I liked the example with Italian cuisine and its comparison to code writing practices – spaghetti code 90′, monoliths (lasagne) 00′, microservices (tortelli) 10′.

Two methods for migration were introduced: progressive migration and migration by adding microprofile to the monolith app.

I have seen a simple example using Microprofile. The output of the Microprofile metric (invocation count) was quite verbose, so we were told that it could be effectively consumed by Prometheus (with its configuration in yaml). The internal application calls can be measured by a metric too, not just REST APIs (method findById example).

Another interesting example was open tracing example with Jaeger. It is used to trace calling of services and internal methods in microservices architecture. Tracing is similar to debugging, but we can’t see the called data, optionally we can set our own ‘value’ argument to @Traced annotation. With Fault tolerance we can add retry mechanism, setting max retries. Retries work both on REST API calls, but they are also supported in CDI. Another introduced features were OpenApi documentation, RestClient and health check.

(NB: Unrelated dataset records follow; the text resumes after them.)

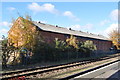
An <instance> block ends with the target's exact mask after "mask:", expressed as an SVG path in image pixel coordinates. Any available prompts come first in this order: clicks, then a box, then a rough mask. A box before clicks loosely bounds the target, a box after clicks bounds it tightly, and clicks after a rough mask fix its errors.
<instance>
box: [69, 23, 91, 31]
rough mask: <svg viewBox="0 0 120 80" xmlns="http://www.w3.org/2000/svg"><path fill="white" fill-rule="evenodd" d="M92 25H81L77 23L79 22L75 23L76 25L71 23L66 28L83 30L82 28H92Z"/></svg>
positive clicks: (83, 28) (89, 24) (74, 29)
mask: <svg viewBox="0 0 120 80" xmlns="http://www.w3.org/2000/svg"><path fill="white" fill-rule="evenodd" d="M92 27H93V24H86V25H84V26H81V25H79V24H76V25H72V26H70V27H68V28H71V29H73V30H83V29H87V30H90V29H92Z"/></svg>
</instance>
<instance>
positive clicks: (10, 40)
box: [8, 15, 37, 48]
mask: <svg viewBox="0 0 120 80" xmlns="http://www.w3.org/2000/svg"><path fill="white" fill-rule="evenodd" d="M31 20H32V19H31V17H30V16H28V15H26V19H24V18H23V17H19V18H18V19H17V20H16V21H15V22H14V24H13V26H12V27H11V29H10V30H9V32H8V42H9V43H10V44H14V46H15V47H22V46H24V47H26V48H33V46H34V45H35V40H36V39H35V37H36V35H37V31H36V27H35V26H34V24H33V23H32V21H31Z"/></svg>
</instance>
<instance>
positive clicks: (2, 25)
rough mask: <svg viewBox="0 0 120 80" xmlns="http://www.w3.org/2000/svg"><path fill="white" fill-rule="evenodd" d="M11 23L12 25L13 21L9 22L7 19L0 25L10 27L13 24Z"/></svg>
mask: <svg viewBox="0 0 120 80" xmlns="http://www.w3.org/2000/svg"><path fill="white" fill-rule="evenodd" d="M11 25H12V23H9V22H7V21H3V22H0V26H1V27H2V26H6V27H9V26H11Z"/></svg>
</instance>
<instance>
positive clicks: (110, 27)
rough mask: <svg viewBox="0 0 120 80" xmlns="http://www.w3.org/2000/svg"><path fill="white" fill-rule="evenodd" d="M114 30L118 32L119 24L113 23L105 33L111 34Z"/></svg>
mask: <svg viewBox="0 0 120 80" xmlns="http://www.w3.org/2000/svg"><path fill="white" fill-rule="evenodd" d="M113 30H118V24H117V23H113V24H111V25H110V26H109V27H108V28H107V29H106V30H105V33H106V34H109V33H110V32H111V31H113Z"/></svg>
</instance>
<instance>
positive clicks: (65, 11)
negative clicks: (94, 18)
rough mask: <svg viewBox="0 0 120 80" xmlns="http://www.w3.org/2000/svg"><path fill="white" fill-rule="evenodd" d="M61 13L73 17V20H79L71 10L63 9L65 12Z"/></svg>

I have already worked a bit with Microprofile. So it was nice to see its features in practice and to hear several best practices. I have asked many questions.

Building reactive microservices with MicroProfile

The reactive concept was demonstrated on a coffee shop example. Customers were ordering their coffee and their coffees were asynchronously prepared by baristas. We could see asynchronous (reactive) behavior very well on a real web page example.

Technically the talk was very interesting and it contained a lot of live coding and a lot of logic implementation, including integration with Apache Kafka.

Kogito workshop – From zero to cloud ready

This workshop was a bit special for me. I directly contributed to Drools and jBPM 5 and jBPM 6 in the past. The new Kogito project is another evolution of these two projects and I would describe it is a cloud ready combination of both jBPM and Drools.

Simply said BPMN process models are now understood and can be implemented as microservices.

This was an interactive workshop so my hands ‘got dirty’ as I downloaded VS Code and a few extensions and used them to implement a business process model as a cloud ready microservice. Kogito uses Quarkus internally for compilation of the microservices. The resulting microservices are native and cloud-ready.

Summary

The information technology world is changing very quickly. Last week I saw a presentation by a modern bank with its cloud architecture, which is able to deliver fast and has a very scalable cloud solution. At devconf.cz I have deepened my understanding of the cloud possibilities and learned a lot of new stuff. All the talks were very interesting for me.